BWW Reviews: A Must-See SPAMILTON
Trust me on this: You'll wanna be in the room with the laughter.
Gerard Alessandrini's SPAMILTON, doesn't just satirize the hit musical HAMILTON and its creator Lin-Manuel Miranda, it brilliantly mocks and celebrates the business we call show. It's easily Alessandrini's best work in years -which is saying a lot. With his Forbidden Broadway series, Alessandrini has proven time and again that he is the reigning king of Broadway parody.
He finds the perfect vehicle to examine the insane levels of the popularity of Miranda's show in the song "In the Hype," a parody of the title song from Miranda's first hit, IN THE HEIGHTS.
SPAMILTON is a finely crafted love letter and spoof to all things HAMILTON. It showcases the vocal and comedic talents of a cast of Chicago actors (Forbidden Broadway regular Christine Pedi is the lone non-Chicago actor in the cast, but she is only appearing through this week).
As Miranda/Hamilton, In the parody of "My Shot," Yando Lopez captures the manic energy, intelligence and ego of Miranda with the lyric "Hey, yo!, I'm just like the Beaver/A young overachiever/And I love being a hot, big shot." His Miranda is trying to save Broadway from itself by introducing a new musical lexicon to the genre.
His foil is ERIC ANDREw Lewis as Leslie Odom Jr./Burr. His character prefers less rap and more lyric and urges Miranda to "be terser in your verse, sir/You're no Johnny Mercer." Lewis' vocal work on "I Wanna Be In the Film When It Happens" -a song which theorizes how Hollywood will screw up the inevitable film version of the musical-- rivals Odom Jr's performance in "The Room Where It Happens."
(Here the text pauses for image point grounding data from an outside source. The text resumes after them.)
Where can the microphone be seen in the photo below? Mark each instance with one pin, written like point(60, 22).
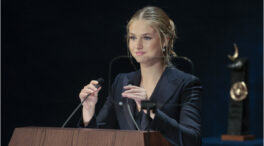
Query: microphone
point(100, 82)
point(129, 109)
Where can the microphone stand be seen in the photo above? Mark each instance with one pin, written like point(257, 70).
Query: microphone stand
point(148, 105)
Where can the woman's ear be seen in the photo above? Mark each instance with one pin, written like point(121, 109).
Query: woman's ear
point(166, 41)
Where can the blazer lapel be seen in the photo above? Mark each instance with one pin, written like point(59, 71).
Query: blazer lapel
point(165, 88)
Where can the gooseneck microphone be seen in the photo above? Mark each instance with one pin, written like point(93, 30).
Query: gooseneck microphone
point(100, 82)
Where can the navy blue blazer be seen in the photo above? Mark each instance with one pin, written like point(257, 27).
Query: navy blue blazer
point(178, 115)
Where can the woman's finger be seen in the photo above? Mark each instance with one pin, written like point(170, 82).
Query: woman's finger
point(135, 90)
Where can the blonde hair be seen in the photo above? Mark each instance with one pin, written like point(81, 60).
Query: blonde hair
point(160, 21)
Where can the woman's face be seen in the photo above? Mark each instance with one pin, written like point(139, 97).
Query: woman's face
point(144, 43)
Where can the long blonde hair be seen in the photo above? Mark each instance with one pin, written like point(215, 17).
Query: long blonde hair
point(160, 21)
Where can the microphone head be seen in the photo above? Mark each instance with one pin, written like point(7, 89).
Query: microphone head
point(130, 82)
point(100, 81)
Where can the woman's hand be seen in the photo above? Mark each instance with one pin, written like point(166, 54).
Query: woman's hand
point(89, 104)
point(136, 93)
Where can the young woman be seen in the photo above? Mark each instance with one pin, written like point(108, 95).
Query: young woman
point(150, 37)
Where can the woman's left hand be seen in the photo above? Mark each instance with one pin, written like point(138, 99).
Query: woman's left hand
point(135, 92)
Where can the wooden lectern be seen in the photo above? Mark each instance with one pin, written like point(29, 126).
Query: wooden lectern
point(43, 136)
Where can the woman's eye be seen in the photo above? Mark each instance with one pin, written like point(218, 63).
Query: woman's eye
point(147, 38)
point(132, 37)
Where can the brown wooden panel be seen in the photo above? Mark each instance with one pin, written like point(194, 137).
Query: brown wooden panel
point(40, 136)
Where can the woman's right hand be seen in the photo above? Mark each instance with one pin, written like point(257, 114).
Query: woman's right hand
point(90, 102)
point(93, 97)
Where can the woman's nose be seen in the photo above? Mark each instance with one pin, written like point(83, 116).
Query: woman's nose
point(139, 44)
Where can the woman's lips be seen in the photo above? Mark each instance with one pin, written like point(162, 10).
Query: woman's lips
point(140, 53)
Michelle Lauto portrays all three Schuyler Sisters as well as Beyonce and Gloria Estafan (both of whom badger Miranda to record with them). Star-turn is perhaps too over-used, but it certainly applies to Ms. Lauto's performance here. She earns the right to drop the mic when she wraps her lips around a spoof of Sondheim's "Another Hundred People" like a champ ("another hundred syllables..." literally come out of her mouth in one breath). She deserves to be a household name (to the extent that Chicago actors can be household names).
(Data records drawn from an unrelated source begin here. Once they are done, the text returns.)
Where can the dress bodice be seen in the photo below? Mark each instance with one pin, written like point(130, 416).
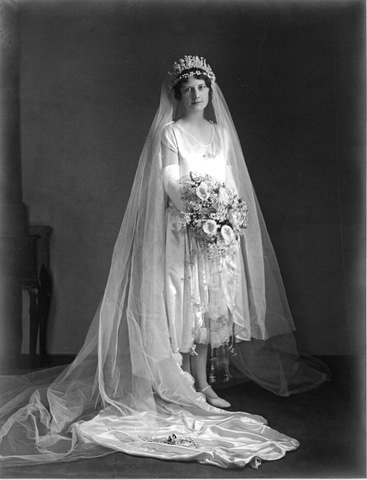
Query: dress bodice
point(194, 156)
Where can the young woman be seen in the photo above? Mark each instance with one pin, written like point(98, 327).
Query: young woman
point(139, 384)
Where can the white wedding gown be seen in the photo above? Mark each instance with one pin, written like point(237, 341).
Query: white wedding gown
point(183, 426)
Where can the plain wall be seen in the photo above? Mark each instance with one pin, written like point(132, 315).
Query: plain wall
point(292, 76)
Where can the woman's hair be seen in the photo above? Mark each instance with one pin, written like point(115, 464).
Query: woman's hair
point(203, 76)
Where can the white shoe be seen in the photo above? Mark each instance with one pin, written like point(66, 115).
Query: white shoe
point(213, 399)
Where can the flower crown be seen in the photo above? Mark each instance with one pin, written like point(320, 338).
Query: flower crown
point(187, 63)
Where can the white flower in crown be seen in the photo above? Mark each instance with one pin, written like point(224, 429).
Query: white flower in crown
point(187, 63)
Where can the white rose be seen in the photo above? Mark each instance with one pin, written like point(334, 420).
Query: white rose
point(202, 191)
point(223, 196)
point(227, 234)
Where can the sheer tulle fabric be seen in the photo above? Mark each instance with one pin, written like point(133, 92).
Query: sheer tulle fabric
point(125, 390)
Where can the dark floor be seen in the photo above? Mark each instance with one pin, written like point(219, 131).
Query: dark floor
point(329, 422)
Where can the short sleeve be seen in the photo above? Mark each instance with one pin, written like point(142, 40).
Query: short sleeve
point(168, 138)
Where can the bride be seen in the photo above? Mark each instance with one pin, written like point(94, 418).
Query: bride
point(139, 385)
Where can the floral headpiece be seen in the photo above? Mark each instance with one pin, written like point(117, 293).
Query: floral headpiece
point(187, 63)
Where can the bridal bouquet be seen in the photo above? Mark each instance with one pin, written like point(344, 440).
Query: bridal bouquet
point(214, 214)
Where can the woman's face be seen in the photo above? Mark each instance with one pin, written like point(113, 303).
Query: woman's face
point(194, 95)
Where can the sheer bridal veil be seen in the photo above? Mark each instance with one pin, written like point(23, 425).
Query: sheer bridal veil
point(126, 371)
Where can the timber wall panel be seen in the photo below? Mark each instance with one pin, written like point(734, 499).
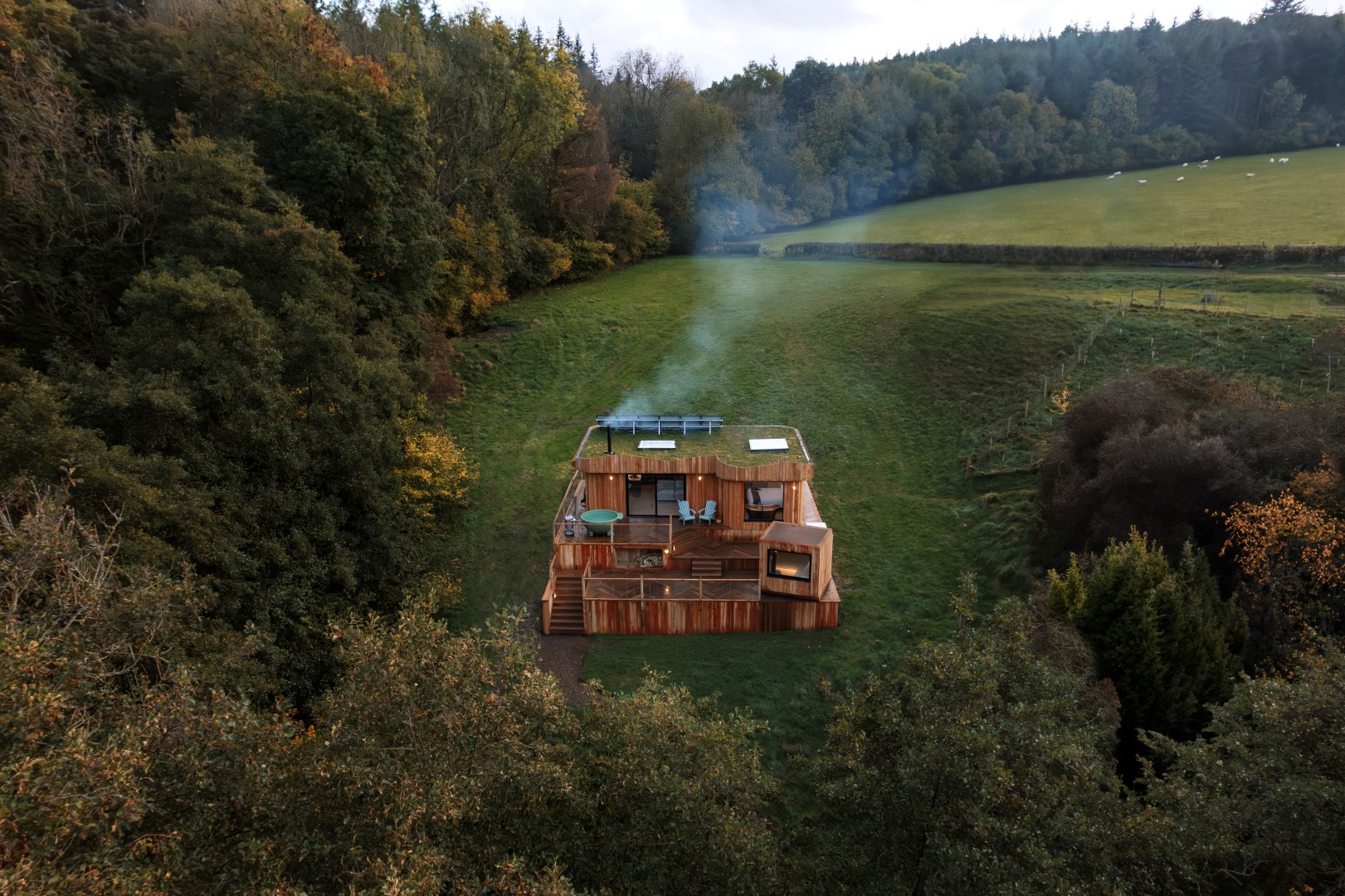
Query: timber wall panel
point(799, 615)
point(577, 556)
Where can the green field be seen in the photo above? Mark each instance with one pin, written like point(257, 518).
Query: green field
point(1284, 203)
point(894, 373)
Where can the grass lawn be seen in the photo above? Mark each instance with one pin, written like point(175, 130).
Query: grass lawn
point(1284, 203)
point(894, 373)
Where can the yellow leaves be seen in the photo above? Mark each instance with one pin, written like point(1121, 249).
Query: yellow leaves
point(436, 474)
point(1060, 400)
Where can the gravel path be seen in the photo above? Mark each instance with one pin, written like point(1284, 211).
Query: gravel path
point(561, 655)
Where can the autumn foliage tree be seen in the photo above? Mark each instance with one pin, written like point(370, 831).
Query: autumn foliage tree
point(1290, 551)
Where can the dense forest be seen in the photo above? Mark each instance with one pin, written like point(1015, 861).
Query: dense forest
point(236, 240)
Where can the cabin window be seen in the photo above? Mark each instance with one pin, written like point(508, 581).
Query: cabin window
point(763, 501)
point(787, 564)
In "What'd You Miss," Donterrio Johnson channels Tony Award-winning actor David Diggs as Jefferson in a song that lampoons the text-rich lyrics and break-neck speed at which events happen in HAMILTON, often to the confusion of the audience.
David Robbins also turns in a winning performance as Stephen Sondheim. In this parody, Sondheim is equal parts Ben Franklin and Yoda. And did I mention his powerful falsetto? Still, it is his appearance at the end of the show as one of the most iconic Broadway characters that you will probably leave the theater talking about (I won't spoil the joke here).
Even the pianist Adam LaSalle gets in on the act with the parody of "You'll Be Back," in which a "queen" laments over the heteronormative state of the Broadway musical.
Beneath all the snark, there remains a love of the musical theater genre, though. One of the show's final songs (a parody of "The Story of Tonight") urges us to "raise a glass to the best of us/encouraging the rest of us/search for your glory wrong or right/write your own musical tonight." Delivered straight-faced by the cast as a sort of solemn prayer/oath, it is surprisingly heartfelt and emotional.